From mboxrd@z Thu Jan  1 00:00:00 1970
From: Torsten Lang <torsten.lang@uweschneider.de>
Subject: Re: can: flexcan: implement workaround for FIFO overruns (based on
 code by David Jander)
Date: Wed, 22 Jul 2015 10:00:29 +0200
Message-ID: <55AF4D9D.8040904@uweschneider.de>
References: <559D35CA.2050402@uweschneider.de>	<2576741.YrBIndJIHB@ws-stein>	<CAOpc7mEc+kr=Es34772fcTnsQpJsaCaoVOx67AhfRjxucPhAhw@mail.gmail.com>	<3634451.aFQ5B85Yzk@ws-stein> <CAOpc7mG52ni5ESuijv1qVLpMznZXSxxU8gmkhjGqtKZfXuxUNQ@mail.gmail.com>
Mime-Version: 1.0
Content-Type: text/plain; charset=utf-8
Content-Transfer-Encoding: 7bit
Return-path: <linux-can-owner@vger.kernel.org>
Received: from groat.dascon.de ([195.225.198.185]:51425 "EHLO groat.dascon.de"

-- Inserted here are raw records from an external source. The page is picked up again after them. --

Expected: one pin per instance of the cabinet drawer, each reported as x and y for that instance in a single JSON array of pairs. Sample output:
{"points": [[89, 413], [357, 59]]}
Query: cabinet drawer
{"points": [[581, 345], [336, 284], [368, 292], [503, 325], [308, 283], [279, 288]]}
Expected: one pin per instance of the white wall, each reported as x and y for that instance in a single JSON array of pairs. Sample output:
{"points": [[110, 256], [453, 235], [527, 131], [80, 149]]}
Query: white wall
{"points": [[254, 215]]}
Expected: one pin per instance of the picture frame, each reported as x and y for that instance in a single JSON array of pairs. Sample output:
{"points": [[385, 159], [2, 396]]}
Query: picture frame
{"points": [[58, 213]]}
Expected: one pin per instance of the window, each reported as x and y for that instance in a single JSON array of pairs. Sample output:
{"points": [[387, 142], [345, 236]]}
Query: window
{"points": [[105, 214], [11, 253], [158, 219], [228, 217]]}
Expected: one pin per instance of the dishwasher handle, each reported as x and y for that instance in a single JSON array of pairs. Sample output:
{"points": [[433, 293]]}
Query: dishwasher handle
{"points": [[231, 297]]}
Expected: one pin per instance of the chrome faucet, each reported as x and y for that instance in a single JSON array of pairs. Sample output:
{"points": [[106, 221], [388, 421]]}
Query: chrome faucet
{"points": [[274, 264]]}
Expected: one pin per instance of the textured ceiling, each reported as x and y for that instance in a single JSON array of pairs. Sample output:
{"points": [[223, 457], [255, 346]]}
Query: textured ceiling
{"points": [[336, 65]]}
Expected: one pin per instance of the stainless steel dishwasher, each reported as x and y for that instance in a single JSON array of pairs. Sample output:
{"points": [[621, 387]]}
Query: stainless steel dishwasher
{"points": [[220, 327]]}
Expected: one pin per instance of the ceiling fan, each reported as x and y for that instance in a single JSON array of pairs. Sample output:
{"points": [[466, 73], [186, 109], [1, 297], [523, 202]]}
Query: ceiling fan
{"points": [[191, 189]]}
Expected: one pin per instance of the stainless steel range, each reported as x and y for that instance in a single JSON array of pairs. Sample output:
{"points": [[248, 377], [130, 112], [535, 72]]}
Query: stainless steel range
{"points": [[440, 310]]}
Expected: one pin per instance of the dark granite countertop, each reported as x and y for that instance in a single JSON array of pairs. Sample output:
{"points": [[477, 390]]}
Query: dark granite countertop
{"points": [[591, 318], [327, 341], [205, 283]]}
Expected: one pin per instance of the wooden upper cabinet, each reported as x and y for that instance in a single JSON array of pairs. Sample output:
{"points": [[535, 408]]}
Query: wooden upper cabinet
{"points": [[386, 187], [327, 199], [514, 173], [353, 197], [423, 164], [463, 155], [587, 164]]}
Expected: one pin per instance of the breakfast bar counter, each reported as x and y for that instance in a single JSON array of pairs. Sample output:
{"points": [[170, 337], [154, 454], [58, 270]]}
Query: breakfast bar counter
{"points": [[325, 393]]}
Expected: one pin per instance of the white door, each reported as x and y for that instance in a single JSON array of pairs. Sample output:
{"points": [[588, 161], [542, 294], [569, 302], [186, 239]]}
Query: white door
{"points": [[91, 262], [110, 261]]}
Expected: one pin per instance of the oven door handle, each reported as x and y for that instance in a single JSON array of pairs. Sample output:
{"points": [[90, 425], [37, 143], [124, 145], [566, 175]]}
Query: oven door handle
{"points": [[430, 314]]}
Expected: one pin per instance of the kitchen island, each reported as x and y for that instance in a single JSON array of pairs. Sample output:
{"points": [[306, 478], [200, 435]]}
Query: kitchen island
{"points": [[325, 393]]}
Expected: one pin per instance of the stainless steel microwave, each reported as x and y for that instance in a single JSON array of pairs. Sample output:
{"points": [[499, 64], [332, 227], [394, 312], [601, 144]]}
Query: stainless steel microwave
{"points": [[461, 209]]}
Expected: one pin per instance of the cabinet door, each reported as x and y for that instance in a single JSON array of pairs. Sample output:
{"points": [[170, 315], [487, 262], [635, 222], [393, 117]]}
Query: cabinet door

	rhost-flags-OK-OK-OK-OK) by vger.kernel.org with ESMTP
	id S933092AbbGVIBI (ORCPT <rfc822;linux-can@vger.kernel.org>);
	Wed, 22 Jul 2015 04:01:08 -0400
In-Reply-To: <CAOpc7mG52ni5ESuijv1qVLpMznZXSxxU8gmkhjGqtKZfXuxUNQ@mail.gmail.com>
Sender: linux-can-owner@vger.kernel.org
List-ID: <linux-can.vger.kernel.org>
Cc: Holger Schurig <holgerschurig@gmail.com>, Alexander Stein <alexander.stein@systec-electronic.com>, linux-can@vger.kernel.org, Marc Kleine-Budde <mkl@pengutronix.de>

Am 09.07.2015 um 09:59 schrieb Holger Schurig:
>> The early parts (ColdFire) have 16 buffers, didn't have "Message Queueing" or the FIFO, so aren't supported by Linux at all.
> Fine, so we can ignore them :-)
That would be one more reason to at least have an option for working without the hardware FIFO.
>
>> Is it "normal" to have interrupts locked out for more than 300us (six 50us CAN messages at 1MHz)?
> Unfortunately yes.  My $CUSTOMER had overruns with 500 kB/s, 80% bus
> load, and CAN messages with 3 bytes of data. My guess this was mostly
> due to the sucky SDHCI (eMMC) driver code in Linux. I fixed that, but
> occassionally ftrace still shows large times with irqsoff, I need to
> dig into them as well. Still /me thinks that an RxFIFO of just 6 CAN
> messages isn't swell for an OS that is known to not guarantee response
> times, like Linux. Especially not for CAN, people use it after all
> because of it's reliability guarantees.
I've done some tests with FTRACE, same result. The trace results show that the SDHCI driver executes long sequences of code under spinlock_irqsave. As far as I can see from the trace, sdhci_do_set_ios first locks the interrupts, then activates the clock, does the operation and deactivates the clock again. The actual busy looping appears in the IMX SD/MMC driver which is waiting after every clock change. Turning off CONFIG_MMC_CLKGATE doesn't help here. Even when these busy waits would be avoided there still would be ~100us of operations under spinlock_irqsave.
>
> BTW, with the current in-tree FlexCAN drivers we have two things were
> IRQ or scheduling latency can cause lost frames:
>
> * the time from the hardware IRQ until flexcan_isr() is actually
> called, e.g. because for spin_lock_irqsave
> * the time when the ISR does a napi_schedule() until NAPI get's
> scheduled and calls flexcan_poll()
>
> For the first latency, only FTRACE and fixing the other kernel parts
> helps. Unfortunately, some kernel parts are so complex that it is
> over-the-head of many people (ok, I confess: over my head).
>
> I killed the second latency with my kfifo patch that I posted the
> other day. Getting rid of NAPI completely would also be a method, I'm
> not sure NAPI wins us anything, compared to Ethernet CAN is slow.